Don’t be fooled by the Tories’ Autumn Statement—it’s not going to help workers. Chancellor Jeremy Hunt’s announcement last Wednesday pretends to be putting money in workers’ pockets with tax cuts and rises in the minimum wage and benefits.
In reality it’s a distraction from the real-terms pay cuts workers are suffering as inflation stays high, wages stay low and public spending is slashed. Some 40 percent of gains from the tax and benefit measures will go to the richest fifth of the population.
The top 20 percent gain on average £1,000, while the bottom fifth gets just £200. And despite the cuts, taxes will rise by 4.5 percent of GDP between 2019-20 and 2028-29.
The Resolution Foundation thinktank says that by the end of the 2020s the average household will be paying £4,300 more in tax than they were in 2019.
At the same time, even the tame Office for Budget Responsibility (OBR) warned that average living standards are set to be 3.5 percent lower at the next election than they were at the last one.
The OBR said this will represent “the largest reduction in real living standards since records began in the 1950s”. And, because it’s an average, the increased hardship and poverty is going to be even greater for millions of workers and people on benefits.

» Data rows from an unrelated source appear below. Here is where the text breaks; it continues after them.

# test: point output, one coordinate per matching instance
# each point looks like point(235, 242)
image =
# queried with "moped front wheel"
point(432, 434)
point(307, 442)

And frozen income tax thresholds drag more people into paying tax or paying more. Hunt laid out an election bribe of a cut in national insurance paid by most workers.
But that’s a small gesture compared to the real-term cuts most workers have suffered as inflation has soared above wages. And 19 million adults are unaffected because their income is less than the starting rate for national insurance payments.

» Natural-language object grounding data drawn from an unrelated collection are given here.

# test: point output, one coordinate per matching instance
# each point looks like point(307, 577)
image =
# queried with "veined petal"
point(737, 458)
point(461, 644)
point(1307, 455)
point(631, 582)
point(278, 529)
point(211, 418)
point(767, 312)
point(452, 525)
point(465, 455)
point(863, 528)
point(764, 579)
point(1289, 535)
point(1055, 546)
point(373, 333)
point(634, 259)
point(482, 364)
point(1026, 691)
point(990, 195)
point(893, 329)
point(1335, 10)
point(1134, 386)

In any case, all such concessions are funded by the enormous spending cuts from 2025 onwards.
By 2028, day-to-day spending in some departments will be 16 percent lower than now.
The Institute for Fiscal Studies estimates that investment budgets face cuts of £13 billion for the same period, relative to plans Rishi Sunak himself put together when he was chancellor under Boris Johnson.
Pranesh Narayanan, a leading economic researcher, said, “These spending plans amount to a second round of Osborne-ite austerity. Austerity was the policy that set us on the track to economic stagnation in the 2010s.
“It was largely achieved by cutting public investment and holding down public sector pay. The results? Crumbling schools and record NHS waiting lists.”
But there’s plenty for the bosses. Hunt said his main £9 billion handout to the corporations was the “largest business tax cut in modern British history”.
He said, “It means we have not just the lowest headline corporation tax rate in the G7 but its most generous capital allowances,” he crowed.
He also unveiled 12 more “investment zones”—what he called “mini Canary Wharfs”. These are low tax, low regulation business areas to encourage profit-making.
Brutal new attacks on benefit claimants and nothing for NHS
One of the most vicious attacks in chancellor Jeremy Hunt’s announcement is to force people off benefits and to do their “duty” by working.
From April 2025, if claimants deemed fit to work don’t find jobs after 18 months they will be forced to undergo “mandatory” work placements. Failing this, they have their payments snatched altogether.
People who don’t work because of ill health or disability incapacity benefit claimants stand at 2.4 million and the number is set to reach 2.9 million by 2028-29.
The changes mean some extra 370,000 people with disabilities and chronic health conditions will be ineligible for the incapacity benefits worth £390 a month on top of other benefits.
The cynical attacks ignores why people are unable to work. And claimants that currently face open-ended sanctions, where they have their benefits stopped, for more than six months will now have their claims closed.
This would also end their access to other benefits such as free prescriptions and legal aid.
National insurance is set to be cut by 2 percent and minimum wage has risen by £1.02 an hour. But frozen income tax thresholds drag more people into paying tax.
Elisa is on minimum wage. “I’m only just getting by—barely affording rent and with food prices going up and the cost of living crisis I make sure I’m tactical with my meals” she told Socialist Worker.
“You don’t get paid enough. Especially in London, it’s not even close to a real living wage.”
As she’s 22-years-old, Elisa’s pay will now be brought in-line with 23-year-olds. “I’m happy about that, but it’s still not good. I still need more than a fiver extra a day to survive” she added.
Jordan is a health worker. She said the absence of any extra funding or provisions for the NHS last week were “shocking”. “It’s so back to front,” she told Socialist Worker.
“The people in charge of us don’t give a shit if people live or die. They don’t care if we’re getting our health needs met.
Jordan said as winter hits, the NHS is going to be under extra strain. “People in the NHS dread this time all year round.
“We have to be active, not just to campaign to get the Tories out, but in our workplaces kicking up a massive fuss. We can’t accept this—we can’t let these people be in charge of us anymore.”